Greenhouses, growth chambers, grow boxes and other indoor enclosures (hereinafter collectively referred to as “plant enclosures”) provide controlled environments designed to protect germinating seedlings, bulbs, cuttings, or young plants from harsh weather that might otherwise be detrimental to their growth. More than offer protection, such plant enclosures include certain features that allow for optimum plant growth.
A greenhouse is a building made from glass or is a tunnel-shaped structure made from plastic. It houses numerous plants that are typically arranged in an array (i.e., along rows and columns). Above this arrangement, many light sources are suspended such that the light emanating from them is distributed to the plants below. Light incident on these plants provides them with the requisite energy to promote photosynthesis, which is necessary for plant growth. Modern greenhouses also allow other features such as automatic temperature control, ventilation and semi-automatic watering and feeding to optimize plant growth.
In a grow box, one or a few germinating seeds and grow seedlings that are sensitive to harsh environments such as short days, freezing or dry air are grown. As a result, grow boxes may not be as elaborate as modern greenhouses. However, they at a minimum include a single light source to foster plant growth.
A growth chamber provides a more accurately controlled environment than a greenhouse or a grow box and is typically used for research purposes. It may be used in other cases where it is important to have known repeatable environmental factors to grow plants. Typically, young plants, which tend to be sensitive to their environment, are well suited to be grown in growth chambers.
Use of artificial light in plant enclosures has increased over the years for various reasons. These include the need for year round production of small potted flowering plants, exotic flowers, fresh fruits, vegetables, herbs, growth of plant cuttings, bulbs, seeds and other propagules, and early start of bedding plants. In greenhouses supplemental lighting is essential to maintain constant day-lengths, as for example 14 or 16 hours, throughout the year, and to supplement sunlight in order to boost photosynthetic activity where sunlight intensity is low, as for example in northern climates and foggy areas. In growth chambers, grow boxes, and indoor spaces all of the light for plant growth is provided by artificial conventional lighting. This has produced a strong practical interest in the field of artificially illuminating vegetation.

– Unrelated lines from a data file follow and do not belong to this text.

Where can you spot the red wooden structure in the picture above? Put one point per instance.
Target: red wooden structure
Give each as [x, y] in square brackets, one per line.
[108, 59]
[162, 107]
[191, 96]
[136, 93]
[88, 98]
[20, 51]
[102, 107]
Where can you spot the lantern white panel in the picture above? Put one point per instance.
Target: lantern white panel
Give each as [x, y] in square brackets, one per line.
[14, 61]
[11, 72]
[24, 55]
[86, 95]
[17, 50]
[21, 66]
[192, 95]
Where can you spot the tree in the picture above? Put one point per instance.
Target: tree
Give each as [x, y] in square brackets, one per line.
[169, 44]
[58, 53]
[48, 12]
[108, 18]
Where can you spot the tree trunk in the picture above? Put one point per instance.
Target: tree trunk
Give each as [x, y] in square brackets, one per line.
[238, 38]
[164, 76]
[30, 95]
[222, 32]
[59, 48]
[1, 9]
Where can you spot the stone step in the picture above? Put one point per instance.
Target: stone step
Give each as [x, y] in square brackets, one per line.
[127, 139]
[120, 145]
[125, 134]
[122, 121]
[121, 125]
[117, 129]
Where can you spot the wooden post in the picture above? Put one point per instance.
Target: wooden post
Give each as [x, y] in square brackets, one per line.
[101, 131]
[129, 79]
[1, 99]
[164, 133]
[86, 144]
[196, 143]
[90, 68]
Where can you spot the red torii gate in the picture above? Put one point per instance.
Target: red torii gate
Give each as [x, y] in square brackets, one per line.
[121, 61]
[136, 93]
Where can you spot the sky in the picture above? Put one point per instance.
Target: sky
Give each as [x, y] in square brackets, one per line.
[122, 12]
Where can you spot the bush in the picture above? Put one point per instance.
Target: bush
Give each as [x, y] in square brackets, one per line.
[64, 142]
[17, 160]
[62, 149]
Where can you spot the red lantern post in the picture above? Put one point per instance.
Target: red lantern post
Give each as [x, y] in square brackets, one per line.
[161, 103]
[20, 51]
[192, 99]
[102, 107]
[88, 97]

Unfortunately, the use of conventional lamps, including fluorescent lamps, high pressure sodium lamps, and metal halide lamps for artificial illumination during plant growth suffers from a number of drawbacks. By way of example, artificial illumination by conventional lamps result in undesired slow rate of total plant growth or biomass production, low final dry and wet weights of the plants, small numbers and sizes of flowers, fruits, and seeds. Furthermore the plants may be excessively “leggy,” that is elongated and spindly so that they may not stand erect, or they do not have the compact appearance demanded by the market.
As another example, the operating expenses of grow lamps used in conventional greenhouses and growth chambers can also be significant because they are not energy efficient. Furthermore, the operating expenses of artificial lighting for plant growth is generally excessive because the light spectra of conventional lamps are not optimized for plant photosynthesis. The largest non-labor cost in the greenhouse production of flowering potted plants, bedding plants, cut flowers and vegetables, especially in coastal and northern growing regions is electrical power for supplemental lighting. By way of example, in one of the several greenhouse operations in California where more than 6000 high pressure sodium lamps ranging from about 400 watts to about 1000 watts are used, the electric bill exceeds $1,000,000 per year.
As yet another example, a significant amount of the energy produced by the light sources and ballasts, used in conventional greenhouses, is needlessly converted to large amounts of heat. To circumvent undesirable overheating inside the greenhouse, additional equipment in the greenhouse is installed to allow for frequent ventilation. The ventilation equipment represents capital costs for the greenhouse nursery and operating the equipment adds to the operating expense of the greenhouse. As a result, light sources used in conventional greenhouses add to its capital cost and operating expenses.
Therefore, what are needed are light sources, which do not encounter the drawbacks encountered by conventional light sources, such as energy inefficiency and insufficient plant biomass production.